IL PADIGLIONE DEDICATO ALLA DISABILITÀ
In tema di vita attiva e autonomia, all’interno del padiglione dedicato alla disabilità, una menzione speciale merita Living Lab, ‘Autonomia per la casa’, un’area dove sono stati ricreati spazi come la cucina con arredi e tecnologie accessibili, fruibili e sicuri. Questa iniziativa di Exposanità 2026 si colloca tra quelle di maggior interesse per la sua natura sperimentale: con il supporto di terapisti occupazionali, la cucina, cuore della vita domestica dove però insistono anche rischi e ostacoli, in particolare per le persone che vivono una condizione di fragilità, diventa un vero e proprio laboratorio finalizzato alla creazione di un ambiente progettato in modo accessibile e funzionale, tale da favorire una vita autonoma, ma allo stesso tempo sicura. Alla sperimentazione hanno potuto accedere persone con diverse fragilità e partecipare attivamente, sotto la guida di terapisti esperti, ai vari laboratori proposti.

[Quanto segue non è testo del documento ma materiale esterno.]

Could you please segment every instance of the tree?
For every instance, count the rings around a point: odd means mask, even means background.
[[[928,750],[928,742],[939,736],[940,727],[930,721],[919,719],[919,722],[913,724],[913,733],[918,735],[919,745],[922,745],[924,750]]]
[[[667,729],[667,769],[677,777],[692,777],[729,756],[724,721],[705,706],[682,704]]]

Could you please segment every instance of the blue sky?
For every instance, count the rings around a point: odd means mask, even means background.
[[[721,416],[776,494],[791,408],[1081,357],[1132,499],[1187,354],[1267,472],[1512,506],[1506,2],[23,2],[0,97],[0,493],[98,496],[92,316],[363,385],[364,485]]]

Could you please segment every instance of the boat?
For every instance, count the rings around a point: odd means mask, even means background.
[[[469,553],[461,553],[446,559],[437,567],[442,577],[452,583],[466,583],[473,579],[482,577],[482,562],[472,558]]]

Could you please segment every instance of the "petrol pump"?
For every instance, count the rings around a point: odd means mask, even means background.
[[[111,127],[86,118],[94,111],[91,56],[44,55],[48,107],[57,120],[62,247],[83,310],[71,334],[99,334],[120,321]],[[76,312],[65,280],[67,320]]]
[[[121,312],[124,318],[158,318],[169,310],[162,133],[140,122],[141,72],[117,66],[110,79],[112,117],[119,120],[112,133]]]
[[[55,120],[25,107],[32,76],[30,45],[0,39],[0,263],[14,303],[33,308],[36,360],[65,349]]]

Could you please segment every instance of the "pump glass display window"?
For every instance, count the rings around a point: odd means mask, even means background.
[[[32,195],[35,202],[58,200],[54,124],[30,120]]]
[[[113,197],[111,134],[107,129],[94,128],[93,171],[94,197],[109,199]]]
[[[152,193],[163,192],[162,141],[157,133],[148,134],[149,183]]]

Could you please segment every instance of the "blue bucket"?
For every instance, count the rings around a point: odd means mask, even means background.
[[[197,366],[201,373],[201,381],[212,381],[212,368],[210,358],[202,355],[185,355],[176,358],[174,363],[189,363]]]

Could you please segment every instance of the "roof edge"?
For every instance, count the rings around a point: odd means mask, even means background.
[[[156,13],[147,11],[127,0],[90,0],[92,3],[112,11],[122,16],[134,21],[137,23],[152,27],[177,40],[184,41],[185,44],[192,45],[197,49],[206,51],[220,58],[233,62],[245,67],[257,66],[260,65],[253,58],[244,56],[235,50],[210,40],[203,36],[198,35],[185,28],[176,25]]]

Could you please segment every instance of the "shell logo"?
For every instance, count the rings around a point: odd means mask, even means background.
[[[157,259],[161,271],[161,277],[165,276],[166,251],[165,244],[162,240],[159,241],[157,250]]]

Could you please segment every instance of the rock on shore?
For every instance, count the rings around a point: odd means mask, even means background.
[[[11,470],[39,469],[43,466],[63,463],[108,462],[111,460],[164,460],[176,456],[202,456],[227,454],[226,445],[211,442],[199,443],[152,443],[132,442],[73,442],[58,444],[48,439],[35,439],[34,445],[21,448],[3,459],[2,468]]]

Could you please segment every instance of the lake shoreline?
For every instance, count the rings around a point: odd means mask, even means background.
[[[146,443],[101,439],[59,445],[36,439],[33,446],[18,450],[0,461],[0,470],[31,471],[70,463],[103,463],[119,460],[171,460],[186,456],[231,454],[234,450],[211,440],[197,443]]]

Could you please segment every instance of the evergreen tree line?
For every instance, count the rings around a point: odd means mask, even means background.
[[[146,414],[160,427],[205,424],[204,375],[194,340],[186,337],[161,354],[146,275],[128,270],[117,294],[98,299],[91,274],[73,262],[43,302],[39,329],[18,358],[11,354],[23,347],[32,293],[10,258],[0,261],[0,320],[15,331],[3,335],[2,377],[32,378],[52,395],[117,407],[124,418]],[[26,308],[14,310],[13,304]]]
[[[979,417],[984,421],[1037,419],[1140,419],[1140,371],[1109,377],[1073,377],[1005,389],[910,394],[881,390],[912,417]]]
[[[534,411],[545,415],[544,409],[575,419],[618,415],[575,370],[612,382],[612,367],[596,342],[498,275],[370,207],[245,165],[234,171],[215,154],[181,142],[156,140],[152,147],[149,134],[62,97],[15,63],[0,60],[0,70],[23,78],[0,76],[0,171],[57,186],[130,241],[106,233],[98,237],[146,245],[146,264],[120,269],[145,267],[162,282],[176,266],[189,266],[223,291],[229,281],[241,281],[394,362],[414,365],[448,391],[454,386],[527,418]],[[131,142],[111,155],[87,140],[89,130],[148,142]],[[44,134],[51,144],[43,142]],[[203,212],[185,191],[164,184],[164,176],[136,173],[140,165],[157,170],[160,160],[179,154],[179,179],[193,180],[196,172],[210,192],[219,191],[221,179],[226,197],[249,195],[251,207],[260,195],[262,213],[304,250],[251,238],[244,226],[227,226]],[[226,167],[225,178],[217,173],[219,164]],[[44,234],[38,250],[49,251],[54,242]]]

200 CONVEGNI E WORKSHOP, 16 INIZIATIVE SPECIALI, 5 SALONI TEMATICI E 450 AZIENDE PARTECIPANTI
Al termine di Exposanità 2026, il progetto proseguirà, trasformandosi in un ambiente abitativo reale: Exposanità, in collaborazione con Veneta Cucine, Aias Bologna e la Consulta Handicap di Bologna, ha infatti avviato un percorso etico e sostenibile e la cucina verrà donata a un’associazione che, con un progetto dedicato, la utilizzerà per sostenere concretamente l’autonomia quotidiana di persone con fragilità. Oltre 200 convegni e workshop, 16 iniziative speciali, 5 saloni tematici e 450 aziende partecipanti sono alcuni dei numeri che hanno caratterizzato i tre giorni della fiera. Poi tante domande e più di 600 persone che si sono fermate nello spazio del contact center SuperAbile Inail, allestito nel padiglione Horus, per avere delucidazioni sulla riforma della disabilità; chiedere informazioni sui percorsi di accesso agli ausili; avere delucidazioni sulle modalità da seguire per il riconoscimento della malattia professionale; conoscere le opportunità in tema di collocamento, reinserimento professionale o contributi economici. Famiglie, scuole, operatori del settore, tantissime storie e persone diverse si sono interfacciate con il personale di SuperAbile Inail, presente allo stand, ricevendo risposte puntuali e mirate alle proprie necessità o suggerimenti su come poter approfondire le tematiche esposte.